Já Raphael Gomes, do escritório Lefosse, diz que o prazo que o ministro Bento Albuquerque apontou recentemente, que a capitalização ficaria para o primeiro trimestre de 2022 é realista sim. Na análise dele, as questões de modelagem estão mais no campo financeiro. O fato de que a desestatização se dará por meio de uma oferta pública de ações na B3 ajuda a acelerar o processo, é menos complicada a modelagem. Até porque, com a MP o BNDES já pode iniciar os estudos.

“Como já há um processo em andamento há anos não se partirá do zero como foi em casos como da CEB”, disse Gomes. “Eu acredito que a Eletrobras já tem levantamento das informações para a modelagem, o Wilson Ferreira Junior [CEO da empresa até 15 de março] assumiu esse posto já pensando na desestatização”, lembrou Gomes que, por sua vez, concorda que, se o processo demorar e passar para o terceiro trimestre de 2022, perderá o timing de ser realizado.

Com um viés mais pessimista está Urias Martiniano Garcia Neto, do escritório Tomanik Martiniano Sociedade de Advogados.

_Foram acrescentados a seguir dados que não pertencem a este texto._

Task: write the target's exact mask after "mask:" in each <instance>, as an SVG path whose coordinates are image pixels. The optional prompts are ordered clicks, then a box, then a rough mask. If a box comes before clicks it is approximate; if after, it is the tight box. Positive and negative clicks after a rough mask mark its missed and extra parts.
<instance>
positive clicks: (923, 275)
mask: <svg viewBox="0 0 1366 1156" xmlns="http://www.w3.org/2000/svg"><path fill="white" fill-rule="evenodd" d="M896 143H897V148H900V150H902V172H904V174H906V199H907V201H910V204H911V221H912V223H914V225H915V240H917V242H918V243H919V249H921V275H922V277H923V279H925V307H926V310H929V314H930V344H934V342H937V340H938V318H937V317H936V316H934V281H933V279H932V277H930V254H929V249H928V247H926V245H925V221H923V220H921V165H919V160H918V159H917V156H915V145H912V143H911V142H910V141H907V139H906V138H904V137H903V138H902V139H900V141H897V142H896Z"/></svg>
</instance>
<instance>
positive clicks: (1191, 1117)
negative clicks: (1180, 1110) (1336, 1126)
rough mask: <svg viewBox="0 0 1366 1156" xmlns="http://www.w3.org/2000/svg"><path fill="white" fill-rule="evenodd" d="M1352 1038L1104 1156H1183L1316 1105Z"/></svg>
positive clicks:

Ele disse que um sinal que pode ser interpretado como indicativo é a saída de Ferreira Jr do cargo de CEO. “Infelizmente digo que é muito difícil e remota a possibilidade de que a MP seja aprovada porque esse tipo de assunto demanda muita articulação, e não vejo que o governo tenha essa capacidade porque a Eletrobras está envolvida em muitas questões relacionadas a políticas e locais onde atua”, justificou.

Para o advogado, as concessões feitas na MP não devem ser suficientes para que ela possa passar pelo crivo dos parlamentares. Por isso, ele acredita que o prazo de 120 dias será insuficiente para que essa articulação seja feita, e assim, será mais uma medida que deverá caducar.

“Eu acho que o projeto é de extrema importância para o setor elétrico brasileiro e para a Eletrobras. Eu quero estar errado, mas infelizmente estou pessimista, precisamos ver ainda quantas emendas serão apresentadas e como o projeto ficará se passar”, finalizou ele.